In others, it could mean identifying regions where your schemes are over- or under-performing and working to make them both more beneficial and more cost-efficient. Member outcome modelling, combined with comparisons to local norms, allows a multinational to gauge its offerings against its competitors’. Then, once an inefficiency has been identified, contextual information shows how best to address it.

For example, you may be paying higher pensions than your rivals in that sector, but what workers in that region really want is better healthcare. In this way, you can adjust your wider benefits packages to better cater to employee needs – and to ensure that you’re only paying for what matters most, where it matters most.

Negotiating lower asset management fees
Even if consolidation isn’t your solution, a global pool of pensions data is still a supremely powerful weapon in the battle to reduce unnecessary costs, for it can also be used to challenge pricing directly.

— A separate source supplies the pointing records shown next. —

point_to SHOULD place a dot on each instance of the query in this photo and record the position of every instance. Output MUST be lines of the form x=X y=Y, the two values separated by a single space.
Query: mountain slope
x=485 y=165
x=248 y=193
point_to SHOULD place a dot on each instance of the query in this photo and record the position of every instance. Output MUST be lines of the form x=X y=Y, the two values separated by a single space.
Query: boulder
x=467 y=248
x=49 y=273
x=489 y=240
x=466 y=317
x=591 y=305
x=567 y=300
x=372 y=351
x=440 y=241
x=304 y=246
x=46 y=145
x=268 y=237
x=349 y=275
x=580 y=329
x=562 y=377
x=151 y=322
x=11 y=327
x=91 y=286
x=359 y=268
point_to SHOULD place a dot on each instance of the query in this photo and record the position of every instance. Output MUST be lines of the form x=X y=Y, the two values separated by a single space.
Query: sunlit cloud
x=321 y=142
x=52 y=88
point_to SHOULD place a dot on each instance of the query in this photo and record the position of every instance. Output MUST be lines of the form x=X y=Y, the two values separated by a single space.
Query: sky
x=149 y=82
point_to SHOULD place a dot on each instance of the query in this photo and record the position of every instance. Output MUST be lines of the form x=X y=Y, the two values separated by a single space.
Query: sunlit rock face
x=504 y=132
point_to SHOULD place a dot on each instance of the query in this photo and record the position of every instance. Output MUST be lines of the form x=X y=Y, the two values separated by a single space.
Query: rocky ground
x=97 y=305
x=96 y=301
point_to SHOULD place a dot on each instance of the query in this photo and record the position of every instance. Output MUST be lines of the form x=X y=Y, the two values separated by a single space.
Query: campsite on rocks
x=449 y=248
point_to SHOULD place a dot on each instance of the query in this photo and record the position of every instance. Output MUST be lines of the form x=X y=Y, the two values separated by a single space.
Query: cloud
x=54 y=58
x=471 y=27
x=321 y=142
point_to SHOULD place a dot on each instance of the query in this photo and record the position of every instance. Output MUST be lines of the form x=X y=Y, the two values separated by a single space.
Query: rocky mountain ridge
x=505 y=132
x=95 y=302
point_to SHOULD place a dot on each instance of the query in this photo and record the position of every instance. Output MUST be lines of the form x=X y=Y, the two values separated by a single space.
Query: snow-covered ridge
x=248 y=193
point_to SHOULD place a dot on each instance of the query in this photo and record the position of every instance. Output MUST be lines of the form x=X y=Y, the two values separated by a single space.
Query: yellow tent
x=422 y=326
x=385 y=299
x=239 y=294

Sometimes, for instance, a single firm is paying the same asset manager different fees in different regions – often to facilitate a similar (and relatively straightforward) investment strategy, such as index tracking. Focusing on static data sets for any one region could leave this simple yet empowering fact uncovered for years and prevent you from bartering for better fees. But a broader, more holistic view of costs and charges equips you with a benchmark and a basis for discussion.

What is more, it might also confirm your bargaining power. It’s easy to assume that the biggest clients pay the smallest fees, but this is seldom the case because those clients rarely realise how much weight they carry. Holding several schemes with a single manager makes any multinational a major entity worth retaining – even if that does mean conceding a couple of basis points.

How exactly that saving presents itself will of course depend upon the schemes in question: in a DB arrangement, the money is returned to the scheme itself; in DC the saving directly improves members’ long-term outcomes and reduces the need for supplementary provisions in the wider employee benefits package. Either way, a wealth of global data is the key to unlocking your negotiating power and the grounds on which to base your new objectives.

Reproducing your own successes
So far, we’ve seen how external factors such as local context, consciousness of one’s competitors and careful management of third-party fees can make your pension schemes more cost effective. But there are gains to be made by looking inwards, too.

Side-by-side analysis of any company’s own provisions will reveal successes that can then be repeated in other regions. And the greater the number and variety of data points, the easier it is to determine best practice.

Let’s suppose that Schemes A and B in France and Germany are outperforming Scheme C in the United States. What might once have called for a colossal, cross-country feat of administration can now be solved by a slick, centralised comparison of regional data to identify the differences affecting those results. Perhaps it’s a question of investment choices, or perhaps your provider in Chicago is significantly more expensive than their counterpart in Stuttgart. Whatever the issue, an intuitive tool for interpreting data can turn a regional success into a global template.

In this way, innovations in pensions technology are not only redefining what we recognise as ‘good value’; they are helping companies protect their past achievements from today’s uncertainty and maximise their workers’ prospects for the better times to come.